Booming Demand for "Diversity Specialists"
This article summarizes some of the findings of Igor Mandel in an article he wrote in the American Thinker on December 3, 2021. For the full article, please visit here.

Considering the amount of money and time being spent by WCSD on an Equity and Diversity Department, and the directive by McNeill and the Board to research and implement a "social justice" curriculum, we found this information about the nationally booming demand for "Diversity Specialists" interesting and timely. See some excerpts from Igor Mandel's article below:
"In a recent discussion about the "wokeness" situation in American universities, Prof. Kimberly Johnson presented a table showing the salary compensation data for DEI (Diversity, Equity, Inclusion) personnel at Michigan State University (MSU) in 2018–2019. It contains 82 full-time positions ranging from a modest $42,000 salary for the administrative assistant to $408,000 for chief diversity officer (that's just above the salary of the POTUS, at $400,000). The total annual compensation for DEI staff at MSU is $10.6 million. Isn't that too much for one university? The number of students at MSU is approximately 50,000; the staff consists of 5,500 academics and 7,400 administrators. So one DEI specialist should ideologically serve, on average, 767 people."

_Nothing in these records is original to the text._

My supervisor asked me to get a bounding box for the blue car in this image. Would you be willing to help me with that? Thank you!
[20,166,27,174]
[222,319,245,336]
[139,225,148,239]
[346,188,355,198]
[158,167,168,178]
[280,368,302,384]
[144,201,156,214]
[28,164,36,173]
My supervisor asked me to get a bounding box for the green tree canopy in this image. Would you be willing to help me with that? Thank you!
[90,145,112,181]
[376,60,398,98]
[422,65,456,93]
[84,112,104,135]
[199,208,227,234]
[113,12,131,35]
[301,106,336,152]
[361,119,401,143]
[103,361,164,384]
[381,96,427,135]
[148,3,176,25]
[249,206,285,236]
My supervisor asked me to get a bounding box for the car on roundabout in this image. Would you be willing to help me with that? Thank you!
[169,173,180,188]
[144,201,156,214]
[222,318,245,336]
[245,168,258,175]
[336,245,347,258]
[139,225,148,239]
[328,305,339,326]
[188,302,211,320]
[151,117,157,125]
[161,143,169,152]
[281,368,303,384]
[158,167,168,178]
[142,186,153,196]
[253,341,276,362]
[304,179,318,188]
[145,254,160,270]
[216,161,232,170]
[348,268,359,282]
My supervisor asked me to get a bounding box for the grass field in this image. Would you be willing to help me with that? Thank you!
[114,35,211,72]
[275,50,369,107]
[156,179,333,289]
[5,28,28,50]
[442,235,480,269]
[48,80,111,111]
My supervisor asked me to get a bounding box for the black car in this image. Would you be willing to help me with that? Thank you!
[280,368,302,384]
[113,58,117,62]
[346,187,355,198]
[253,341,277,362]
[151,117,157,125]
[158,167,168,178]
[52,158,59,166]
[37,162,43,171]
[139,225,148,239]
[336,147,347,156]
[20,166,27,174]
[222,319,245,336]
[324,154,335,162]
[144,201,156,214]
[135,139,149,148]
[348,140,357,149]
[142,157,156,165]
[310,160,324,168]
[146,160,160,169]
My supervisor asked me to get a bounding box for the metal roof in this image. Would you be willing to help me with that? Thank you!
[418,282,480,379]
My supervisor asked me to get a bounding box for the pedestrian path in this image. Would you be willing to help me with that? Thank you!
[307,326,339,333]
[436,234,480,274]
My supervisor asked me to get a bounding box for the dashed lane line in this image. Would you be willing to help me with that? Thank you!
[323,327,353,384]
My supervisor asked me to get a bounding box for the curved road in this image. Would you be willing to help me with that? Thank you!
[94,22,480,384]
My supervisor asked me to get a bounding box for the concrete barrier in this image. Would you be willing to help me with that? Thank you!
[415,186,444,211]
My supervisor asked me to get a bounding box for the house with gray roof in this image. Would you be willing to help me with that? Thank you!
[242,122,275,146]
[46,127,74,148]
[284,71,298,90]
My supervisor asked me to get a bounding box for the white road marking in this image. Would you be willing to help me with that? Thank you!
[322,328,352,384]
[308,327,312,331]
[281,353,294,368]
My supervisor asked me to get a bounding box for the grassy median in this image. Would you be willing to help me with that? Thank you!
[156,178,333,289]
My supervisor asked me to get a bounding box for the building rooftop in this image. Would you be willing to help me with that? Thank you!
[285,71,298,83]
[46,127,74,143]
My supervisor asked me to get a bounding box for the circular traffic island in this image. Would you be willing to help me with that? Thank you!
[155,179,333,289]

"A check on one of the most popular job search websites, made on November 24–26, 2021, gave the following results (figures show the number of literal matches): "racial equity" - 5,218; "diversity"- 2542; "DEI" - 11,355; "antiracism" - 1056; "anti-racism" - 3,518; "diversity equity inclusion" — 19,800. Many of those terms likely overlap in jobs description, but a safe estimate is about 20,000 unique positions. The number of businesses in the USA with employees over 500 is 42,800. Most likely, only large companies of about that size can afford to open one or two paid positions for DEI cadres. This means that roughly half of large U.S. businesses have open DEI positions right now. (Some companies have more than one open position.) It is clear, though, that demand for 20,000+ DEI specialists is really high — much higher than for "mathematician" (121), "physicist" (1,711), "chemist" (4,304), and even "journalist" (2,530)."
"Now, what are those "DEI specialists" doing? What exactly is their job? Frankly, I cannot imagine the everyday activity of 82 people in MSU, and thousands more in the country, eight hours per day, day by day, month by month, year by year. Racial problems and conflicts cannot just appear from nowhere, going from near invisibility five to ten years ago to a booming market now. When people occupy paid positions without a clear purpose, they should do whatever they can to demonstrate their usefulness and propagate their very existence, as any bureaucracy does. They should invent new "racially charged" situations. How else can that time and money be justified? Assuming they can all add and subtract, they should add all the cases of "inequity" and subtract the cases of "equity" from them in such a way that some inequity will always be present, and they must not care, in the process, what is real and what is not. "
In this time of racially charged politics, it is our hope that WCSD has always, and will continue to unite our community, engage understanding and serve the underserved. What we question is why do we need an Equity and Diversity Department to achieve these goals? And does their work actually go toward achieving these goals?